The answer depends on whether you mean is any planet bigger than any star (Case 1), or whether the planet and star have to be in the same system and have been discovered/measured (Case 2), rather than just that they could exist in principle. There is also now a Case 3 which would be planets orbiting compact objects like neutron stars and white dwarfs.
The answer to Case 1 is yes - planets can be demonstrably bigger than stars. The answer to Case 2 is that whilst such systems may exist in principle, they are probably rare and there are not yet (in late 2024) any reported examples. The answer to Case 3 is yes; there are now several planets known orbiting both neutron stars and white dwarfs that are almost certainly bigger than the compact star.

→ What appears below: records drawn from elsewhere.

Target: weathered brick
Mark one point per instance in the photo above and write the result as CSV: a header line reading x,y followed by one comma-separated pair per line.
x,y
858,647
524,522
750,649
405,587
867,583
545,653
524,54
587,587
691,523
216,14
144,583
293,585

An interesting suggestion is that a young exoplanet might offer the best chance of being bigger than its host star. This is because the contraction timescale of a giant planet is longer than the pre main sequence contraction timescale of its star. The curves in the plot above for 1 Gyr and 10 Gyr show this effect, but it is even more extreme for ages $0.1$ Gyr. Thus the best chance of finding planets bigger than their host stars is to look at young systems in star forming regions. Some of these may already have been found using direct imaging, though in my opinion these quite high-mass "exoplanets" ($>5$ Jupiter masses) orbiting at very large distances ($>100$ au) are more like binary brown dwarfs.
Case 3
There are now examples of planets that orbits compact stars (neutron stars and brown dwarfs). In fact some of the first exoplanets discovered were around pulsars. Even the least massive of these "pulsar planets" is likely to be bigger than the $\sim$10 km radius of the neutron star it orbits.
There are also now examples of giant planets found around white dwarfs. Since white dwarfs are around the same size of the Earth, a giant planet would certainly be larger. The difficulty is in constraining the mass of the potential planet to be less than that of a brown dwarf (roughly 14 Jupiter masses). An example is WD 1856+534, which eclipses the brown dwarf and very likely has a mass less than 14 times that of Jupiter and is roughly the same size as Jupiter.
JWST has also directly imaged two planetary candidates around two white dwarfs (Mullally et al. 2024). These are likely to have mass in the range 1-7 Jupiter masses and must be far bigger than the white dwarfs, or they wouldn't be visible at all.